As many analysts expected, Russian GDP growth slowed last year. In the first nine months of 2019, GDP rose by just 1.1 % y-o-y. Growth for all of 2019 is expected to have also remained close to 1 %.
Economic growth, especially in the first half, was supported by industrial output, which grew at over 2 % y-o-y in January-November. Industrial output growth lost steam in November, largely on a slowdown in manufacturing. Preliminary GDP figures and various corporate surveys suggest that much of the growth in industrial output last year reflected companies building up their inventories in anticipation of demand that never materialised, due e.g. to lower-than-expected growth in public sector spending.
On a brighter note, growth in retail sales recovered towards the end of the year to around 2 % y-o-y, as real household incomes finally began to show positive gains again. Rosstat’s revised figures for January-September show that real household incomes increased by 0.8 % y-o-y. Growth in household incomes was mainly supported by rapid wage growth and a favourable job market. At the end of 2019, Russia’s unemployment rate continued to hold at historically low levels of around 4.5 %.
Preliminary figures show the drop in inflation to 3 % p.a. at the end of 2019 also helped support household purchasing power. While the hike in the value-added tax at the beginning of 2019 initially drove up consumer prices, ruble appreciation, favourable harvests and modest demand growth offset much of the inflationary effect from the VAT increase.
Moreover, largely thanks to good harvests, agricultural output grew by 4 % y-o-y in January-November. The construction and transport sectors showed practically no growth, however, and thus added nothing to economic growth.

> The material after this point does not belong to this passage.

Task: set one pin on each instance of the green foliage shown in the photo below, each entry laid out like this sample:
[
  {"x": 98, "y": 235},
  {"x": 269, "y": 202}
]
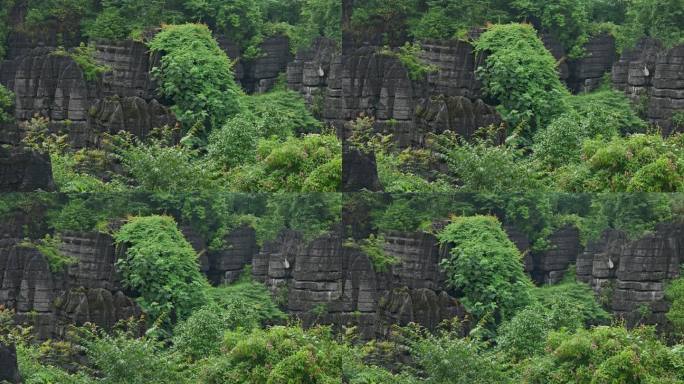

Forward-looking indicators suggest that Russian economic growth will remain sluggish in the months ahead. Growth should begin to pick up gradually over the course of 2020, mainly on increased public sector spending. Exports should also revive slightly after last year’s weaker development. The current BOFIT forecast sees Russian GDP growing by 1.7 % this year, a level well in line with the consensus range of 1.5–2 %. As usual, a decline in oil prices constitutes a key risk to Russia’s short-term economic prospects. The economic strengths for the Russian economy moving forward are its set-aside funds from oil & gas earnings and the government’s relatively low level of indebtedness.